Volatile Steel Prices Hurt Russel’s Results in 2019

Written by Tim Triplett


Russel Metals has remained profitable despite wild swings in steel prices caused by U.S. tariffs, coupled with weak energy prices and declining rig counts. The Canadian distributor reported net income of $77 million on revenues of $3.7 billion in full-year 2019. Results were down significantly from the prior year when the company saw a profit of $219 million on sales of $4.2 billion (figures are Canadian dollars).

“During 2019, our operations turned in a solid performance in what proved to a be a challenging year where trade actions that had dramatically increased steel prices in 2018 were reversed in mid-2019 leading to selling prices that were lower than in 2017. Certain of our operations had stellar years, particularly Wirth Steel, Comco Pipe and Color Steels, which reported stronger results than 2018. During the year, we emphasized working capital management and generated $250 million in cash from operating activities. Looking forward to 2020, there has been a modest increase in pricing and consistent demand,” said Russel President and CEO John G. Reid, during the company’s conference call this week with analysts and investors.

Revenues in Russel’s service center business decreased 21 percent to $412 million for the quarter compared to the same period in 2018. Tons shipped decreased 7 percent and the average selling price decreased 15 percent. Gross margin declined to 18.8 percent from 20.9 percent quarter over quarter. Operating profits of $9 million were 69 percent lower than the $28 million reported in the same quarter in 2018.

Revenues in Russel’s energy products segment decreased 21 percent to $343 million compared to $432 million in the 2018 fourth quarter due to reduced demand and a non-recurring line pipe project in 2018. Gross margin as a percentage of revenues decreased to 11.4 percent compared to 17.8 percent in the same quarter last year. The energy products segment had a fourth-quarter operating loss of $2 million compared to an operating profit of $33 million last year.

Revenues in Russel’s steel distributors segment decreased by 49 percent to $81 million compared to $157 million in the 2018 fourth quarter due to lower steel prices and reduced demand in the U.S. operation. Gross margins as a percentage of revenues declined to 3.6 percent from 13.3 percent. The steel distributors segment reported an operating loss of $3 million compared to an operating profit of $11 million in the 2018 fourth quarter.

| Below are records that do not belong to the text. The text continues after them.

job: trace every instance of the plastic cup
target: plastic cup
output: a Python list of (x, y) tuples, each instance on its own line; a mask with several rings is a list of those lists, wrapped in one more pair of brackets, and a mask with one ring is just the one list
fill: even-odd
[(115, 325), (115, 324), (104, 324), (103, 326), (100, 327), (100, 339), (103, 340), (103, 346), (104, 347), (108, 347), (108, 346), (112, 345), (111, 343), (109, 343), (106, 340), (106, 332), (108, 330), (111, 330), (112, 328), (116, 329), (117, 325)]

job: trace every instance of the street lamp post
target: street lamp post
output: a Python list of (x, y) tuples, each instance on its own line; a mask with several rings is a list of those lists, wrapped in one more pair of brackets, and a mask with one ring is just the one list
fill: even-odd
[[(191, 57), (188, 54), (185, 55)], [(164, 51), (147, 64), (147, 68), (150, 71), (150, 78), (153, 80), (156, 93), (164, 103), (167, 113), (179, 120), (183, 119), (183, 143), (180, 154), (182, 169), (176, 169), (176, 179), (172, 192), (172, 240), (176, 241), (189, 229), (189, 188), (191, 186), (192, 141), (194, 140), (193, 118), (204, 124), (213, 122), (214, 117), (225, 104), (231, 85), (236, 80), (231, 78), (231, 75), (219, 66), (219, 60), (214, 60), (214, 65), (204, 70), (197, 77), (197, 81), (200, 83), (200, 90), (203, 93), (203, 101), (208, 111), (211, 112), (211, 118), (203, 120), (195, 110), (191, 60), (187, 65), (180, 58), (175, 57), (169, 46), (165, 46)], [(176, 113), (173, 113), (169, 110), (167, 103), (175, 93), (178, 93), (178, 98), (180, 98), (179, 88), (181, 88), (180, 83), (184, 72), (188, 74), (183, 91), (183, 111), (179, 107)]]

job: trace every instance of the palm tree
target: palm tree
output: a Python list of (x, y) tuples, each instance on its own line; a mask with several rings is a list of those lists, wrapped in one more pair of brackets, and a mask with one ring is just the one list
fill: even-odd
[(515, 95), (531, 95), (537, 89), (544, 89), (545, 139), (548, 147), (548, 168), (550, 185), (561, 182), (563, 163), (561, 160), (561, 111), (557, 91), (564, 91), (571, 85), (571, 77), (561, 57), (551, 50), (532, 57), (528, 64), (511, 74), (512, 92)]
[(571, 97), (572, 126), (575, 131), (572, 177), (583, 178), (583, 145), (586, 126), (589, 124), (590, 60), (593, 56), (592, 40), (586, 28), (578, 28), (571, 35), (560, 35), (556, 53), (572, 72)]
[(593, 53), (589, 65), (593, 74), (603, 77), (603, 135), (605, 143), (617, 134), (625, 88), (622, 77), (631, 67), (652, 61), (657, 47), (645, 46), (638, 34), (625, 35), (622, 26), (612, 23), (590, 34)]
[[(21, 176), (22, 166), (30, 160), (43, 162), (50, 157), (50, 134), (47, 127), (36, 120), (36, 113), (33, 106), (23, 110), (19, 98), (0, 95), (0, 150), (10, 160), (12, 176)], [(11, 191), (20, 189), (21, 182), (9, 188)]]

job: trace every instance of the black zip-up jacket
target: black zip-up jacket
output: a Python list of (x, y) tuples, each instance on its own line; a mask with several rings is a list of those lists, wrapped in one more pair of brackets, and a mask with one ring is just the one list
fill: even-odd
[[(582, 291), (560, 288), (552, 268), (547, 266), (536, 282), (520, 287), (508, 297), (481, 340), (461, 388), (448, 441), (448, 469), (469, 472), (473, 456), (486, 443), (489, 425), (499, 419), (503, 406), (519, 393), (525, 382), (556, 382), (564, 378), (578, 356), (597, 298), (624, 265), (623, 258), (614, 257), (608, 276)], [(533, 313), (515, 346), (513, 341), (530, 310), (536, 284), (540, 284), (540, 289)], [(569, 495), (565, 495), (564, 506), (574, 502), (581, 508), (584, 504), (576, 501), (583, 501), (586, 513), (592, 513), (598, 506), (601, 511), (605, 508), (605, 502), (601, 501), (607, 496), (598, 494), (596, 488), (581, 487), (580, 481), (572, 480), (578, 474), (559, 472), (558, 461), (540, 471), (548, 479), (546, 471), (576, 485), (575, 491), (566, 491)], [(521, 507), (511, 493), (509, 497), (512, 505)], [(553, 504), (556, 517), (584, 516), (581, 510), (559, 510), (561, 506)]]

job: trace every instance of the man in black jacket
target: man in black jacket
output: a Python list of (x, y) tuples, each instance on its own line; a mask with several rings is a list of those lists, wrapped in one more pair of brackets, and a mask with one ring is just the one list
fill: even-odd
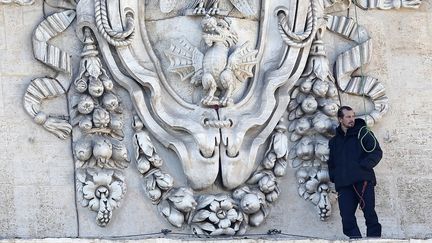
[(330, 180), (338, 192), (343, 233), (350, 238), (361, 238), (355, 212), (357, 206), (366, 219), (367, 237), (381, 237), (381, 224), (375, 212), (375, 167), (382, 150), (362, 119), (355, 119), (351, 107), (338, 111), (339, 127), (329, 141), (328, 160)]

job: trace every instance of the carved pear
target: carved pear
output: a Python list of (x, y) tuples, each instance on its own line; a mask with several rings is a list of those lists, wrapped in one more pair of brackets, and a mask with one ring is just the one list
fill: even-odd
[(93, 155), (98, 163), (106, 163), (112, 156), (111, 142), (103, 138), (96, 140)]

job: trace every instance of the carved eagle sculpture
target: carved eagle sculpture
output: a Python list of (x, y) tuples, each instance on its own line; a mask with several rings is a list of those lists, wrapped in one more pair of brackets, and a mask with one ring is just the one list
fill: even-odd
[[(170, 13), (177, 5), (178, 0), (159, 0), (160, 10), (163, 13)], [(232, 5), (245, 16), (256, 14), (256, 6), (252, 0), (230, 0)], [(216, 15), (220, 13), (220, 0), (193, 0), (190, 5), (193, 8), (194, 14), (209, 14)]]
[[(249, 42), (245, 42), (229, 55), (230, 48), (238, 42), (238, 36), (227, 18), (207, 15), (201, 26), (203, 40), (209, 47), (207, 51), (203, 54), (184, 38), (171, 42), (170, 49), (165, 51), (170, 61), (168, 71), (179, 74), (182, 80), (190, 78), (194, 85), (202, 84), (207, 91), (201, 101), (203, 105), (232, 105), (236, 83), (253, 76), (258, 50), (251, 50)], [(220, 100), (215, 97), (218, 89), (224, 94)]]

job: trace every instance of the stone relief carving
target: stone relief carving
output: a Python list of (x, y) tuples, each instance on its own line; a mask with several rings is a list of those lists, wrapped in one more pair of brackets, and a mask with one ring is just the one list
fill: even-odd
[[(203, 40), (209, 49), (205, 54), (187, 40), (171, 44), (165, 54), (170, 59), (169, 71), (178, 73), (182, 80), (190, 77), (193, 85), (202, 85), (207, 91), (202, 99), (206, 106), (233, 105), (232, 93), (236, 82), (244, 82), (253, 76), (257, 50), (250, 50), (246, 42), (228, 56), (230, 47), (237, 44), (238, 35), (231, 28), (229, 19), (206, 16), (201, 22)], [(215, 97), (217, 90), (224, 92), (223, 98)]]
[(126, 194), (124, 177), (114, 170), (89, 169), (79, 170), (76, 180), (81, 205), (97, 212), (96, 223), (105, 227)]
[(42, 21), (33, 34), (33, 54), (36, 59), (51, 68), (71, 74), (70, 55), (48, 41), (65, 31), (75, 19), (75, 11), (55, 13)]
[(19, 5), (32, 5), (34, 3), (34, 0), (0, 0), (0, 3), (15, 3)]
[[(48, 43), (49, 40), (65, 31), (75, 19), (75, 11), (67, 10), (55, 13), (42, 21), (33, 33), (33, 54), (36, 59), (49, 67), (71, 74), (70, 55), (60, 48)], [(64, 76), (58, 78), (34, 79), (26, 90), (24, 107), (34, 121), (55, 134), (60, 139), (66, 139), (72, 132), (72, 126), (66, 121), (67, 116), (55, 117), (41, 112), (41, 103), (45, 99), (63, 96), (69, 86), (69, 80)], [(65, 112), (66, 113), (66, 112)]]
[[(352, 3), (397, 9), (421, 1)], [(352, 3), (60, 1), (56, 6), (68, 10), (36, 28), (34, 54), (58, 72), (73, 73), (69, 55), (47, 42), (76, 16), (83, 45), (78, 75), (73, 82), (64, 76), (33, 80), (25, 108), (61, 138), (73, 130), (77, 191), (82, 205), (97, 212), (99, 226), (110, 222), (125, 196), (129, 151), (147, 197), (175, 227), (241, 235), (261, 225), (288, 165), (296, 169), (300, 197), (326, 220), (334, 197), (327, 142), (337, 126), (338, 92), (373, 102), (364, 115), (370, 126), (388, 110), (384, 86), (354, 75), (372, 56), (367, 31), (352, 18), (330, 14)], [(323, 42), (327, 30), (356, 43), (337, 57), (334, 72)], [(131, 138), (120, 86), (135, 114)], [(42, 100), (65, 90), (70, 125), (40, 111)], [(167, 172), (173, 161), (162, 159), (155, 142), (176, 153), (186, 185)], [(217, 192), (208, 192), (212, 186)]]
[[(69, 93), (75, 166), (93, 177), (87, 180), (79, 174), (77, 181), (83, 184), (84, 199), (93, 202), (90, 209), (98, 212), (98, 225), (104, 227), (126, 193), (121, 170), (129, 166), (130, 156), (122, 142), (123, 108), (115, 84), (102, 67), (91, 29), (82, 31), (79, 74)], [(84, 201), (82, 204), (87, 206)]]
[(50, 115), (44, 113), (42, 102), (45, 99), (65, 95), (61, 84), (52, 78), (36, 78), (31, 81), (24, 95), (24, 108), (33, 120), (60, 139), (66, 139), (72, 132), (67, 121), (68, 115)]

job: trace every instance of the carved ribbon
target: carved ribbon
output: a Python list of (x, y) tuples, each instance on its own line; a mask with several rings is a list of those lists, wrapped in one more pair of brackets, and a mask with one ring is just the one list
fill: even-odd
[(55, 13), (42, 21), (33, 35), (33, 53), (36, 59), (57, 71), (71, 74), (70, 55), (48, 41), (65, 31), (75, 19), (75, 11), (66, 10)]
[(65, 90), (56, 79), (37, 78), (28, 86), (24, 95), (24, 108), (34, 121), (60, 139), (66, 139), (72, 126), (64, 118), (46, 115), (41, 111), (42, 101), (65, 94)]
[(385, 88), (375, 78), (353, 76), (356, 70), (370, 62), (372, 41), (363, 27), (359, 26), (351, 18), (328, 16), (327, 28), (346, 39), (360, 43), (337, 57), (335, 78), (343, 92), (366, 96), (372, 100), (374, 110), (365, 114), (362, 118), (365, 119), (368, 126), (373, 126), (388, 111), (388, 97)]

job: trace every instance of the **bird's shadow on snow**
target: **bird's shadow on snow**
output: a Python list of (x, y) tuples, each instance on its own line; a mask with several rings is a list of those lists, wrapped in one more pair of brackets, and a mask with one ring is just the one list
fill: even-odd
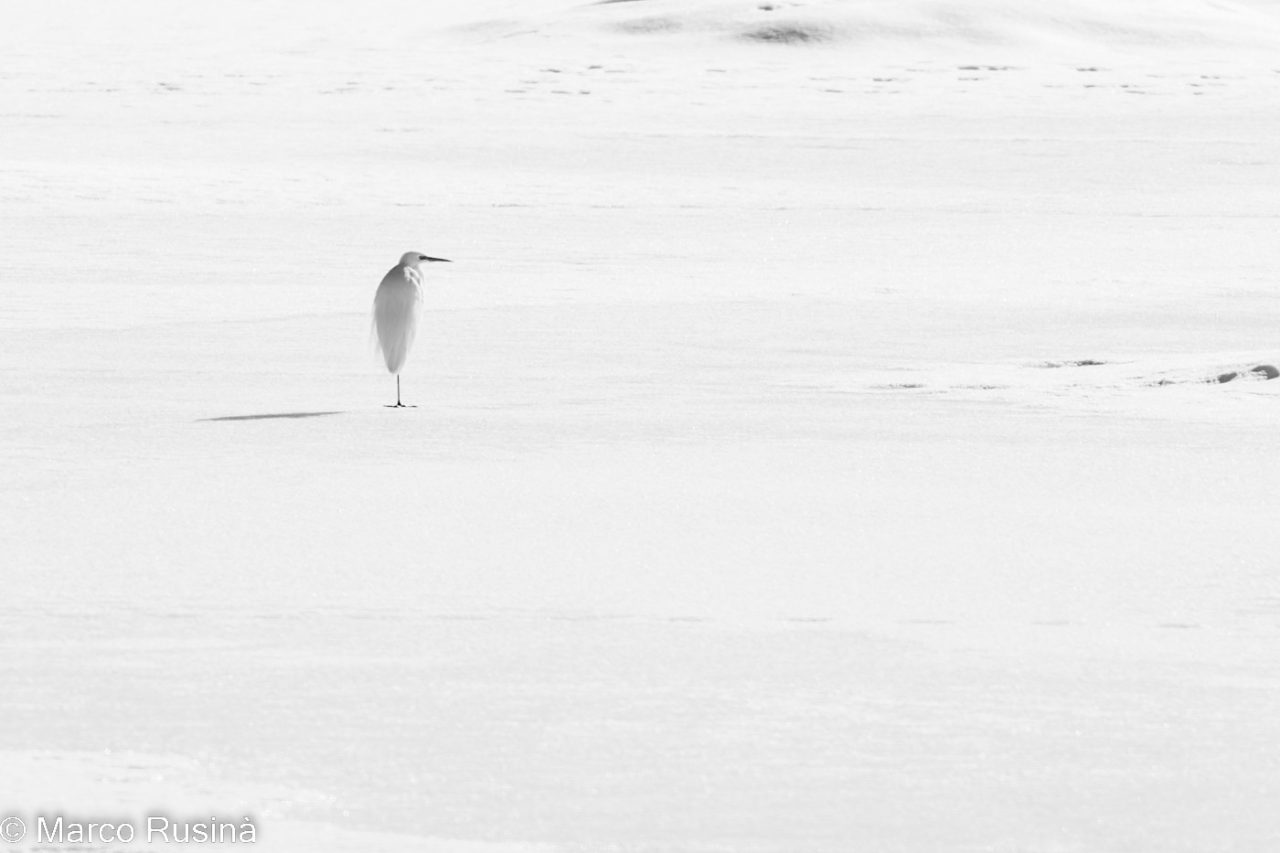
[(277, 412), (268, 415), (223, 415), (220, 418), (199, 418), (196, 423), (211, 421), (267, 421), (274, 418), (322, 418), (325, 415), (343, 415), (346, 412)]

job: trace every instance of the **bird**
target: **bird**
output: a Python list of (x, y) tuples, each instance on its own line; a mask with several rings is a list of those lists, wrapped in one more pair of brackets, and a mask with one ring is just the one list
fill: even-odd
[(421, 252), (405, 252), (400, 262), (387, 271), (373, 296), (373, 326), (378, 335), (378, 349), (387, 370), (396, 375), (396, 402), (389, 409), (413, 408), (400, 402), (400, 369), (409, 358), (409, 349), (418, 333), (418, 315), (422, 311), (422, 271), (424, 262), (452, 263), (448, 258), (433, 258)]

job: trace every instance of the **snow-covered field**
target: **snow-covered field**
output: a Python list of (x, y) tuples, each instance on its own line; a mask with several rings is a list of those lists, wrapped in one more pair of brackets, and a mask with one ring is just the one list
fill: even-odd
[[(0, 818), (1280, 849), (1277, 45), (1269, 0), (15, 0)], [(392, 410), (410, 249), (454, 263)]]

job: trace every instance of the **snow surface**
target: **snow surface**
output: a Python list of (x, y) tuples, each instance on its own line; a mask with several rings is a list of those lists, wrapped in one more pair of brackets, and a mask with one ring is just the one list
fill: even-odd
[[(1280, 849), (1278, 39), (9, 4), (0, 810)], [(407, 250), (454, 263), (390, 410)]]

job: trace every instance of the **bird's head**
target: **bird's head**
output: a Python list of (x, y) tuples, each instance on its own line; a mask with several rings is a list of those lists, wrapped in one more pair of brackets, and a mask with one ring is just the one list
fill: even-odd
[(452, 263), (448, 258), (433, 258), (430, 255), (424, 255), (421, 252), (405, 252), (400, 256), (400, 266), (416, 267), (424, 261), (434, 261), (436, 263), (448, 264)]

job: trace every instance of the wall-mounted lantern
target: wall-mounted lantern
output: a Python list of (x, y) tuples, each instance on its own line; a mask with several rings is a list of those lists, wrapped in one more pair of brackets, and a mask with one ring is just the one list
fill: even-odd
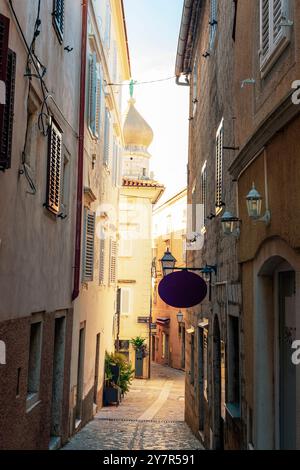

“In the fourth quarter of 2019, we completed the acquisition of City Pipe consistent with our strategy to grow our oilfield store operations,” Reid said. “City Pipe and Apex Remington have merged to form Elite Supply Partners. We expect Elite Supply Partners to have revenues in excess of $300 million in 2020 and look forward to the success and growth of the combined operation.”

Construction and manufacturing in Eastern Canada have been pretty strong, while the timber, oil and gas, and agriculture industries in Western Canada have been slow, Reid reported. “It’s kind of a tale of two hats for Canada. The U.S. has been very steady and solid for our business in the service centers.”

Reid attributes the big swings in steel prices to U.S. trade policies. “The volatility that we saw in pricing was not really demand driven, but more due to Section 232 and the political arena,” he said.

Russel sees a growing competitive challenge from steel producers. “You now have more mills going direct, starting to tiptoe around that phrase. We’re seeing as much inventory on the ground at the mills as we are on the distribution side of the business. So, the supply chain has definitely been disrupted, and we think there may be a structural change.”

Toronto-based Russel Metals is one of the largest metals distribution companies in North America, with operations on both sides of the border in three segments: metals service centers, energy products and steel distributors.